Lembro-me de em criança os pais de alguns colegas de escola serem presos por ocasião do 1.º de Maio, de ver a fotografia de Delgado com flores na loja do Gravanita, de ouvir dizer que o PCP metia o Avante debaixo da porta da PIDE, lembro-me de uma terra de gente corajosa. Dizem-me que a Luís e a São e mais algumas famílias endinheiradas ou com vontade de o ser conseguiram impor o medo, que em vez de falar as pessoas cochicham, que até se tem medo de colocar likes em mensagens políticas.
Lembro-me de uma terra cheia de atividade, de todos os espaços da margem ocupados, desde as rampas da doca ao cais do Zé Rita apinhada de traineiras e enviadas a descarregar ou a aguardar a vez. Lembro-me da terra a cheirar a atum, da azáfama das carroças carregadas com atuns enormes desembaraços com a ajuda dos guindastes do cais do Parodi. Lembro-me do “Papelitos Verdes” com o carro de mão carregado de mercadorias a caminho da Alfândega, lembro-me das ruas com gente nas noites de Inverno, das sessões de cinema no Cine Foz e no Glória, lembro-me da Tia Maria das ervilhanas, sentada no chão na esquina do Trindade Coelho e do Cabra a vender castanhas assadas junto ao cantinho do Marquês, lembro-me das provas de vela e do treino de ginástica no Clube Náutico do Guadiana.

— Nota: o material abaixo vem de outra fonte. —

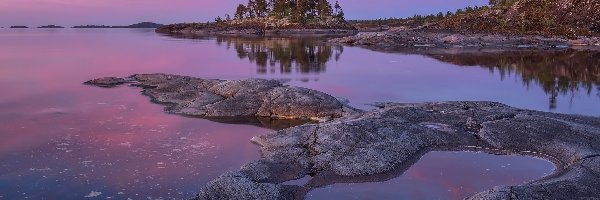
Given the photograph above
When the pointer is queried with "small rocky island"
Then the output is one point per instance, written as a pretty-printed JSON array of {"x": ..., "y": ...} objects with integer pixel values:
[
  {"x": 351, "y": 145},
  {"x": 138, "y": 25},
  {"x": 284, "y": 17},
  {"x": 50, "y": 26}
]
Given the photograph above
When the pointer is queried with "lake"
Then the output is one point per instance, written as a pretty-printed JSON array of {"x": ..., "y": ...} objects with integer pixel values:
[{"x": 65, "y": 140}]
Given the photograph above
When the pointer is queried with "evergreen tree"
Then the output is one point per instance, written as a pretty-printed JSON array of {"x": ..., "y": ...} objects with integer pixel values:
[
  {"x": 262, "y": 8},
  {"x": 279, "y": 8},
  {"x": 252, "y": 9},
  {"x": 323, "y": 8},
  {"x": 440, "y": 16},
  {"x": 240, "y": 12},
  {"x": 339, "y": 12},
  {"x": 299, "y": 14}
]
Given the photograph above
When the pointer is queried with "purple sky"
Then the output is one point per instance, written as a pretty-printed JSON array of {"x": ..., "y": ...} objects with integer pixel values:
[{"x": 123, "y": 12}]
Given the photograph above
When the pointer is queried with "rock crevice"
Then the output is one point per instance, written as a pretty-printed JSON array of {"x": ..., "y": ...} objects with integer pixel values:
[{"x": 378, "y": 145}]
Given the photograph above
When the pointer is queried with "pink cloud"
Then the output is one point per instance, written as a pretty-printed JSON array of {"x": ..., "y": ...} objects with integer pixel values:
[{"x": 120, "y": 12}]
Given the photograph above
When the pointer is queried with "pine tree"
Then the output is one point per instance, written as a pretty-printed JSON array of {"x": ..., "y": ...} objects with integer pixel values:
[
  {"x": 261, "y": 8},
  {"x": 440, "y": 16},
  {"x": 339, "y": 12},
  {"x": 299, "y": 14},
  {"x": 251, "y": 7},
  {"x": 324, "y": 8},
  {"x": 279, "y": 8},
  {"x": 240, "y": 12}
]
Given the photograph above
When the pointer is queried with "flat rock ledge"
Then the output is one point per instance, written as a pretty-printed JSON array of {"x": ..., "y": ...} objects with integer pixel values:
[
  {"x": 211, "y": 98},
  {"x": 445, "y": 41},
  {"x": 383, "y": 143}
]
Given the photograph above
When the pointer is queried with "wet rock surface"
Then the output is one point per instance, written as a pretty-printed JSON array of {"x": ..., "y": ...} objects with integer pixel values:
[
  {"x": 421, "y": 40},
  {"x": 382, "y": 144},
  {"x": 356, "y": 146},
  {"x": 223, "y": 99}
]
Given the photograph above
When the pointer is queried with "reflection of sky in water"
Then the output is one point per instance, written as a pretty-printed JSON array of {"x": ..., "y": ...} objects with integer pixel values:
[
  {"x": 62, "y": 138},
  {"x": 444, "y": 175}
]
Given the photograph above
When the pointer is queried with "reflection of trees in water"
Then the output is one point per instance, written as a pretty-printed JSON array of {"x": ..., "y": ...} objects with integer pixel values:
[
  {"x": 291, "y": 55},
  {"x": 558, "y": 73}
]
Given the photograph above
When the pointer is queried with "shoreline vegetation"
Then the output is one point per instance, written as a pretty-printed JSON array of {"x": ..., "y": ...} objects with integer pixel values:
[
  {"x": 50, "y": 26},
  {"x": 262, "y": 17},
  {"x": 502, "y": 25}
]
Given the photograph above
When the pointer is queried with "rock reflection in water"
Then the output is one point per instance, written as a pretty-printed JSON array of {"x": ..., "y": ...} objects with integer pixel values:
[
  {"x": 558, "y": 72},
  {"x": 437, "y": 175},
  {"x": 284, "y": 55}
]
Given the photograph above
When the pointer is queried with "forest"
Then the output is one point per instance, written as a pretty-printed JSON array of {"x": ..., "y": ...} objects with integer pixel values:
[{"x": 296, "y": 10}]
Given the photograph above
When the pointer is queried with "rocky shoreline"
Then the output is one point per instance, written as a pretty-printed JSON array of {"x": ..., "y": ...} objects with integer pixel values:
[
  {"x": 440, "y": 41},
  {"x": 350, "y": 145},
  {"x": 266, "y": 26}
]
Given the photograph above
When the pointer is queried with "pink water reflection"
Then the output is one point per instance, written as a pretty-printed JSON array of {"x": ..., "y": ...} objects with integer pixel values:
[
  {"x": 61, "y": 139},
  {"x": 445, "y": 175}
]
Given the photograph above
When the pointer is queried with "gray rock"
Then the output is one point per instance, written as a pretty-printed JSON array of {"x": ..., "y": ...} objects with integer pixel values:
[
  {"x": 233, "y": 99},
  {"x": 358, "y": 146},
  {"x": 381, "y": 144},
  {"x": 437, "y": 41}
]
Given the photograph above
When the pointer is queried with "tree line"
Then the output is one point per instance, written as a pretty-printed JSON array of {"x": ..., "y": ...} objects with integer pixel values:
[
  {"x": 423, "y": 19},
  {"x": 297, "y": 10}
]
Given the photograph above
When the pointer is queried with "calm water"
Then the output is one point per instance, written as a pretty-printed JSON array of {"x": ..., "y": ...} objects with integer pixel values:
[
  {"x": 443, "y": 175},
  {"x": 61, "y": 139}
]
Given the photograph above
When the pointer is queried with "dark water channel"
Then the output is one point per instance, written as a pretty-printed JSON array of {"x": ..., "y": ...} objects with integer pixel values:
[{"x": 64, "y": 140}]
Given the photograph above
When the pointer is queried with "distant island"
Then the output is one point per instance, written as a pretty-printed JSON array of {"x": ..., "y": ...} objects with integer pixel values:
[
  {"x": 50, "y": 26},
  {"x": 138, "y": 25},
  {"x": 259, "y": 17}
]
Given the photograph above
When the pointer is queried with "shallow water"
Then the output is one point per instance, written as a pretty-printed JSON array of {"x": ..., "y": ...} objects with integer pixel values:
[
  {"x": 61, "y": 139},
  {"x": 444, "y": 175}
]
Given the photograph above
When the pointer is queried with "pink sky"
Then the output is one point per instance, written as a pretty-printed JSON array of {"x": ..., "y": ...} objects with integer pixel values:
[{"x": 123, "y": 12}]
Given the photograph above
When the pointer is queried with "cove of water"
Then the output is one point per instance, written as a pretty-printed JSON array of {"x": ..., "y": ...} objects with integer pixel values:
[{"x": 65, "y": 140}]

Agora os ginastas engordaram e dedicam-se às facadinhas matreiras, as ruas estão desertas, a vila quase não revela atividade económica, as lojas andam pachorrentas à espera que apareça algum espanhol, os “peseteiros” deram lugar aos fornecedores da câmara da São, da indústria passou-se ao comércio e deste ao esquema de negócios camarários para os que caíram nas graças da São e do Luís.
Sento-me em frente à escola secundária e na hora da saída fico deprimido, em cinquenta anos parece que o nível cultural regrediu, onde se praticava desporto ao mais alto nível vejo agora muitos jovens no limite da obesidade mórbida. Onde estão os teatros, o desporto, a cultura, o orgulho, a irreverência e o amor pela liberdade de outros tempos. Como é possível que em pleno século XXI haja medo em Vila Real de Santo António? Como se pode explicar que depois de tantas décadas haja menos sensação de liberdade do que no tempo do Baía, que se vejam tantos sinais de pobreza?
Para onde foram tantos milhões de dívida da autarquia, mais de 300 milhões de euros gastos em três mandatos numa terra tão pequena. Como é que se gastou tanto dinheiro, se tenha conseguido uma medalha (não falta aqui nada?) na dívida e no atraso nos pagamentos aos fornecedores sem se deixar obra, porque o edifício da Câmara, uma pequena escola e uma morgue não explicam tão grande buraco financeiro?